Insight into the pyrolysis behavior of polyvinyl chloride using in situ pyrolysis time-of-flight mass spectrometry: Aromatization mechanism and Cl evolution

Abstract

Online characterization of primary volatiles is crucial for a better understanding of the aromatization mechanism and interaction between radical intermediates triggered by chlorine (Cl) evolution in pyrolysis of polyvinyl chloride (PVC). In this study, in situ pyrolysis time-of-flight mass spectrometry (in situ Py-TOF-MS) equipped with double ionization sources, vacuum ultraviolet photoionization (VUVPI, 10.6 eV), and electron ionization (EI, 70 eV) was applied to online capture primary volatiles released from PVC pyrolysis. According to the total ion currents of primary volatiles with temperature, the pyrolysis of PVC is divided into two stages: stage I (40–343 °C) and stage II (343–650 °C). The results indicated that benzene is the most abundant product that is formed through cyclization/aromatization of long-chain hydrocarbon radicals (LCRs) triggered by dechlorination in stage I, while naphthalene can be formed from interactions of cyclopentadienyls released by LCR cyclization/aromatization.
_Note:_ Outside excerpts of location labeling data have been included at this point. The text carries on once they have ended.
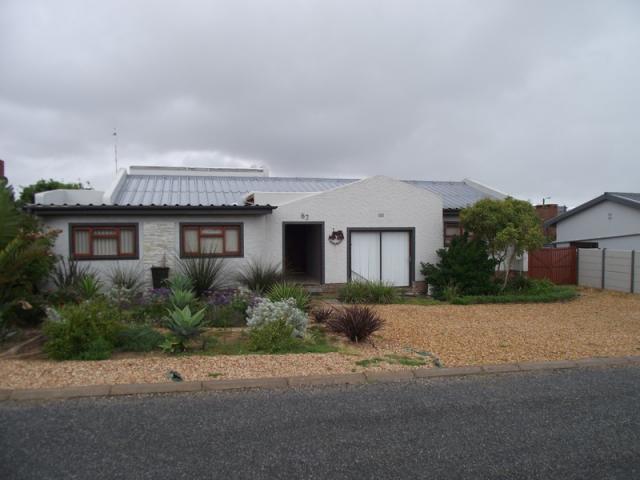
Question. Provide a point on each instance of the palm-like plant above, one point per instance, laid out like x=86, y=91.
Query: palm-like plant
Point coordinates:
x=184, y=324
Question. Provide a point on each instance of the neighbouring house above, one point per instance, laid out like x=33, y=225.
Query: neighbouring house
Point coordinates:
x=324, y=231
x=611, y=220
x=545, y=212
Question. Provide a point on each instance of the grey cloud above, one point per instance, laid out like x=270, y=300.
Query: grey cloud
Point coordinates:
x=534, y=98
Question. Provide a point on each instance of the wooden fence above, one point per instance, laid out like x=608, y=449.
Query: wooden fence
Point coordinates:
x=555, y=264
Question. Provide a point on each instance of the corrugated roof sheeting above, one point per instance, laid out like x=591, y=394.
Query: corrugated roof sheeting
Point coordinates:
x=210, y=190
x=634, y=197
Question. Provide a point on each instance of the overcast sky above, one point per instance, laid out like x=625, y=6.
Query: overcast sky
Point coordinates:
x=535, y=99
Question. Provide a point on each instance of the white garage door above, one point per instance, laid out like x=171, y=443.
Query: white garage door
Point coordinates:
x=379, y=255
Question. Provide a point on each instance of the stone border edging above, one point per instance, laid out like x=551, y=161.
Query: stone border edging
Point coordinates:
x=306, y=381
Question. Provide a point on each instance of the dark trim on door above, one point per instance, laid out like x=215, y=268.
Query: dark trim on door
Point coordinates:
x=412, y=247
x=284, y=224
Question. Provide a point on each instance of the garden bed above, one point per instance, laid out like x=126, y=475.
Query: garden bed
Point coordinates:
x=598, y=323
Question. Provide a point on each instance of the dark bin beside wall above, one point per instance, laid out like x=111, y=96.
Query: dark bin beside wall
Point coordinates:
x=159, y=275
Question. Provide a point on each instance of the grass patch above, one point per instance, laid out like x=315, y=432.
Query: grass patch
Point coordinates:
x=367, y=292
x=556, y=294
x=421, y=300
x=218, y=343
x=392, y=359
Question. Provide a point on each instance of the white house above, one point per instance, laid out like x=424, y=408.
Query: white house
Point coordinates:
x=321, y=230
x=611, y=220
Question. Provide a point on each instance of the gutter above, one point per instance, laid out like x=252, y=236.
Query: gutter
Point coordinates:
x=61, y=210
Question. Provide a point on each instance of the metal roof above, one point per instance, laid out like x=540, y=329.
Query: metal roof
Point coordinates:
x=628, y=199
x=220, y=190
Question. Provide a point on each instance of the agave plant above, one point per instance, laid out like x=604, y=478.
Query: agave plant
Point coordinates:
x=184, y=324
x=182, y=298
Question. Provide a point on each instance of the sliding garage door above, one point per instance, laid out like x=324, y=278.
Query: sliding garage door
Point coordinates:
x=381, y=255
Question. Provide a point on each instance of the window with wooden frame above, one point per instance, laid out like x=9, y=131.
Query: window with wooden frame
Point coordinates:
x=451, y=229
x=98, y=242
x=211, y=240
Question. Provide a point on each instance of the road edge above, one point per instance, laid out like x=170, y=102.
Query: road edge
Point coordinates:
x=306, y=381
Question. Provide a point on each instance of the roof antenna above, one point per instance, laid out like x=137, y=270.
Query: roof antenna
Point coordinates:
x=115, y=147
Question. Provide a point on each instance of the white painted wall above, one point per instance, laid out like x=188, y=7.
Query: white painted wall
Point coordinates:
x=610, y=224
x=617, y=271
x=159, y=237
x=374, y=202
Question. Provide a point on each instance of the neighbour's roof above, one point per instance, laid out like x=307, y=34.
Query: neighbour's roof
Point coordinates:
x=220, y=190
x=628, y=199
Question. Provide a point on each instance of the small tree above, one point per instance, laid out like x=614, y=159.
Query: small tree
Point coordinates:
x=28, y=193
x=465, y=266
x=510, y=227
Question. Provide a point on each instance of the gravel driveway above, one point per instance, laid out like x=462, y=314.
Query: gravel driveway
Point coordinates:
x=598, y=323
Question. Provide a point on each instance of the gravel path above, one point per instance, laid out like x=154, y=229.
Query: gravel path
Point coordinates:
x=596, y=324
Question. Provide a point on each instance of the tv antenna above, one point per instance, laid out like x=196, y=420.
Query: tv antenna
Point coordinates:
x=115, y=147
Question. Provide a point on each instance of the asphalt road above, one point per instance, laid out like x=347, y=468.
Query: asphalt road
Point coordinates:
x=563, y=424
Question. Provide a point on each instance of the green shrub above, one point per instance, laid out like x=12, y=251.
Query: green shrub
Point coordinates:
x=139, y=338
x=260, y=277
x=272, y=337
x=285, y=290
x=26, y=260
x=464, y=265
x=75, y=330
x=97, y=349
x=558, y=294
x=206, y=274
x=367, y=292
x=287, y=310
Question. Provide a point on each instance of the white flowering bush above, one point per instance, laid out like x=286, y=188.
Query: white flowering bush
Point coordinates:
x=267, y=312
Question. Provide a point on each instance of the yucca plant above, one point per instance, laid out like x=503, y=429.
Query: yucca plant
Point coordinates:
x=182, y=298
x=356, y=322
x=322, y=314
x=260, y=277
x=130, y=279
x=68, y=272
x=179, y=282
x=184, y=324
x=284, y=290
x=205, y=273
x=88, y=286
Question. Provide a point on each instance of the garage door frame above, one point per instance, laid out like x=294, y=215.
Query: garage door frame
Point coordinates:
x=412, y=246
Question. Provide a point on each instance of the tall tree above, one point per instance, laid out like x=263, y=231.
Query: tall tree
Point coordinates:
x=510, y=227
x=28, y=193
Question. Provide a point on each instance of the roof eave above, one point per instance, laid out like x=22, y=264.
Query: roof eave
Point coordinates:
x=594, y=201
x=59, y=210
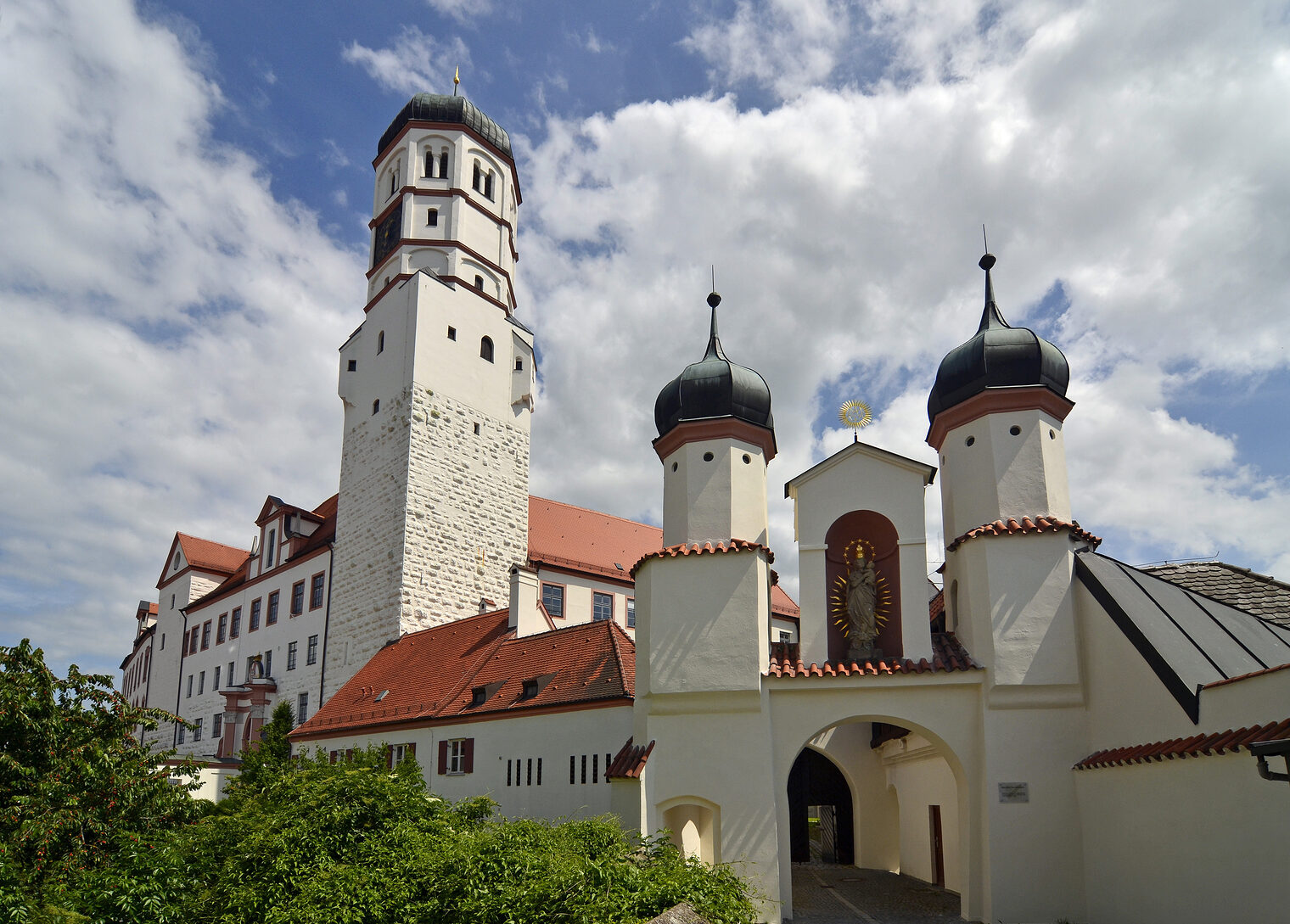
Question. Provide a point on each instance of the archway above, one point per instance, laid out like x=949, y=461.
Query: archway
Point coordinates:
x=821, y=810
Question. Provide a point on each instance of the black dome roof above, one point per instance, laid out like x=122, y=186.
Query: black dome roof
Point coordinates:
x=997, y=356
x=459, y=110
x=714, y=388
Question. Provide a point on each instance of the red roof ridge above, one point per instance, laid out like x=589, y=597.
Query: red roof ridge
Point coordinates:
x=698, y=549
x=592, y=510
x=1039, y=524
x=1193, y=746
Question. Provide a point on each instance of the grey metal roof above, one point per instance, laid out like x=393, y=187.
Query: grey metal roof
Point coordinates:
x=1188, y=639
x=714, y=388
x=453, y=110
x=997, y=356
x=1242, y=587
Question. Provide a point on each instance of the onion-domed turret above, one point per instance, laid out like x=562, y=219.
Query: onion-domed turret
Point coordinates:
x=714, y=388
x=997, y=356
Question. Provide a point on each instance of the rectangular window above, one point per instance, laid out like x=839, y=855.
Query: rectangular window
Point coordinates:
x=552, y=597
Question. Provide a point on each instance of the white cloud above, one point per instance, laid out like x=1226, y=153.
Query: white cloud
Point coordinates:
x=171, y=327
x=462, y=10
x=1131, y=155
x=416, y=61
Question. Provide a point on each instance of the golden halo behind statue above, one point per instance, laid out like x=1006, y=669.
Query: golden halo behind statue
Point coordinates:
x=855, y=414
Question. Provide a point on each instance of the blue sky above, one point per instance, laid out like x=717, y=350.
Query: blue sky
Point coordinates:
x=186, y=188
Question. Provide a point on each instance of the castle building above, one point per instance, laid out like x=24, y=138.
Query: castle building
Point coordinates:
x=1058, y=736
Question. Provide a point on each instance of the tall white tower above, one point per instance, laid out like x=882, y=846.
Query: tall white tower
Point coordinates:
x=438, y=390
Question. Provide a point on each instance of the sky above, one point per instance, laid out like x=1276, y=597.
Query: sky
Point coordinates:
x=185, y=190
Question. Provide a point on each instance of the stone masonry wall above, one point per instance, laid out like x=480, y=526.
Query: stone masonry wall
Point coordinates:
x=431, y=517
x=367, y=554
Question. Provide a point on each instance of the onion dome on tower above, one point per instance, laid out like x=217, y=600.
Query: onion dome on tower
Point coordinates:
x=997, y=356
x=714, y=389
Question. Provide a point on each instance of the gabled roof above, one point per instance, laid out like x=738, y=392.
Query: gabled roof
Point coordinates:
x=1196, y=746
x=204, y=555
x=1190, y=641
x=429, y=676
x=1258, y=594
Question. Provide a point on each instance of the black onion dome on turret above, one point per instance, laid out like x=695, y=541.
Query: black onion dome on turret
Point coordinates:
x=714, y=388
x=453, y=110
x=997, y=356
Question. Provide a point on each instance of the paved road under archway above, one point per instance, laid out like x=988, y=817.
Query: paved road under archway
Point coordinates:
x=844, y=894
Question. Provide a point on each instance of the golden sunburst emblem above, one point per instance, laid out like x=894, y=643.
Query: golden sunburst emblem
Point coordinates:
x=855, y=414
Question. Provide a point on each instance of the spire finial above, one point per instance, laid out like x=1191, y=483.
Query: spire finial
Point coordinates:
x=991, y=316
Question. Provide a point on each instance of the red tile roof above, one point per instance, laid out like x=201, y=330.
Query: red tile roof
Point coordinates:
x=630, y=760
x=431, y=675
x=707, y=547
x=1040, y=524
x=1197, y=745
x=947, y=654
x=210, y=557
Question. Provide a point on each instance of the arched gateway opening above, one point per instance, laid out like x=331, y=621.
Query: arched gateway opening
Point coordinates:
x=821, y=815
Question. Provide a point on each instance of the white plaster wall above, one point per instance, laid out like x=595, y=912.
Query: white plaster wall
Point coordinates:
x=553, y=737
x=715, y=501
x=702, y=622
x=923, y=778
x=1001, y=475
x=1185, y=842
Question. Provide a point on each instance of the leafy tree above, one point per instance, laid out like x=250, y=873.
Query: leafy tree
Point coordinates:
x=75, y=785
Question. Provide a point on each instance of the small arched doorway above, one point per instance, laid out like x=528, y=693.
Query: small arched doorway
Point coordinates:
x=821, y=813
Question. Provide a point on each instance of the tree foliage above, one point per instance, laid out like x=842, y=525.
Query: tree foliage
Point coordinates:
x=76, y=787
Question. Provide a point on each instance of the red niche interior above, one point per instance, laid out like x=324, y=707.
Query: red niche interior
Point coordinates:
x=878, y=535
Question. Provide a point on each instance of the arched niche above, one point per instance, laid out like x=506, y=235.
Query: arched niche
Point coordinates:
x=875, y=535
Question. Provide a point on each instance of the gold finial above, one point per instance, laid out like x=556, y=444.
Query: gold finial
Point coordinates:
x=855, y=414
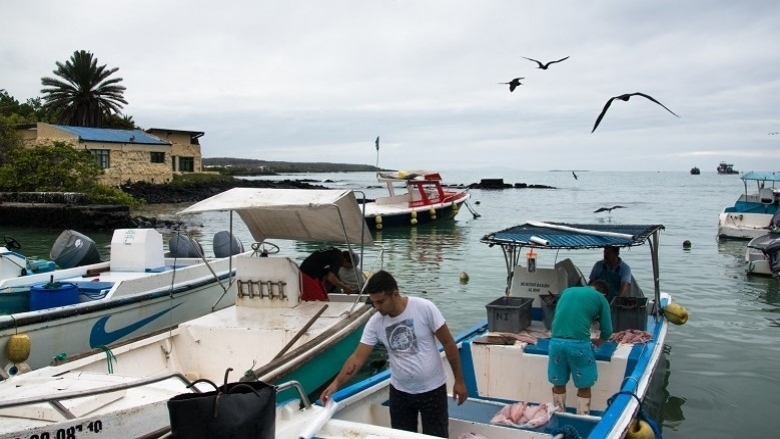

Meanwhile, the hydrogen radicals (H·) extracted from the CH bonds will transfer and react with chlorine radicals (Cl·) to promote HCl release. Aromatics are also released in stage II, among which monoaromatic hydrocarbons (MAHs) are generated by cyclization of fragment-radicals and Diels-Alder (D-A) reactions, while polycyclic aromatic hydrocarbons (PAHs) are formed by cyclization/aromatization and rearrangement reactions. Simultaneously, the Cl-containing long-chain hydrocarbon radicals can fracture to form short-chain Cl-aliphatics as the temperature rises and can also be cyclized/aromatized to form Cl-MAHs. Additionally, other formation pathways, such as the interaction of released Cl· and aliphatic radicals to form Cl-aliphatics and the D-A reaction between dienes and Cl-aliphatics to form Cl-MAHs, were also found.